Grouping by multiple variables
You can create groups using more than one variable. For example, we could make a group for each date.
daily <- flights |>
group_by(year, month, day)
daily# A tibble: 336,776 × 19
# Groups: year, month, day [365]
year month day dep_time sched_dep_time dep_delay arr_time sched_arr_time
<int> <int> <int> <int> <int> <dbl> <int> <int>
1 2013 1 1 517 515 2 830 819
2 2013 1 1 533 529 4 850 830
3 2013 1 1 542 540 2 923 850
4 2013 1 1 544 545 -1 1004 1022
5 2013 1 1 554 600 -6 812 837
6 2013 1 1 554 558 -4 740 728
7 2013 1 1 555 600 -5 913 854
8 2013 1 1 557 600 -3 709 723
9 2013 1 1 557 600 -3 838 846
10 2013 1 1 558 600 -2 753 745
# ℹ 336,766 more rows
# ℹ 11 more variables: arr_delay <dbl>, carrier <chr>, flight <int>,
# tailnum <chr>, origin <chr>, dest <chr>, air_time <dbl>, distance <dbl>,
# hour <dbl>, minute <dbl>, time_hour <dttm>
When you summarize a tibble grouped by more than one variable, each summary peels off the last group.

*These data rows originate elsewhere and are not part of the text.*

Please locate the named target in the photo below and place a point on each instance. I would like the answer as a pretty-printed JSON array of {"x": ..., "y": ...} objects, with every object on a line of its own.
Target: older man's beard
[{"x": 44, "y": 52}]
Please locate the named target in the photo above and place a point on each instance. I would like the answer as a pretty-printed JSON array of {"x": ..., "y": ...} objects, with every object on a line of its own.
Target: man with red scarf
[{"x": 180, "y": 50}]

In hindsight, this wasn’t a great way to make this function work, but it’s difficult to change without breaking existing code. To make it obvious what’s happening, dplyr displays a message that tells you how you can change this behavior:
daily_flights <- daily |>
summarize(n = n())If you’re happy with this behavior, you can explicitly request it in order to suppress the message:
daily_flights <- daily |>
summarize(
n = n(),
.groups = "drop_last"
)Alternatively, change the default behavior by setting a different value, e.g., “drop” to drop all grouping or “keep” to preserve the same groups.
Ungrouping
You might also want to remove grouping from a data frame without using summarize(). You can do this with ungroup().
daily |>
ungroup()# A tibble: 336,776 × 19
year month day dep_time sched_dep_time dep_delay arr_time sched_arr_time
<int> <int> <int> <int> <int> <dbl> <int> <int>
1 2013 1 1 517 515 2 830 819
2 2013 1 1 533 529 4 850 830
3 2013 1 1 542 540 2 923 850
4 2013 1 1 544 545 -1 1004 1022
5 2013 1 1 554 600 -6 812 837
6 2013 1 1 554 558 -4 740 728
7 2013 1 1 555 600 -5 913 854
8 2013 1 1 557 600 -3 709 723
9 2013 1 1 557 600 -3 838 846
10 2013 1 1 558 600 -2 753 745
# ℹ 336,766 more rows
# ℹ 11 more variables: arr_delay <dbl>, carrier <chr>, flight <int>,
# tailnum <chr>, origin <chr>, dest <chr>, air_time <dbl>, distance <dbl>,
# hour <dbl>, minute <dbl>, time_hour <dttm>
Now let’s see what happens when you summarize an ungrouped data frame.
daily |>
ungroup() |>
summarize(
avg_delay = mean(dep_delay, na.rm = TRUE),
flights = n()
)# A tibble: 1 × 2
avg_delay flights
<dbl> <int>
1 12.6 336776
You get a single row back because dplyr treats all the rows in an ungrouped data frame as belonging to one group.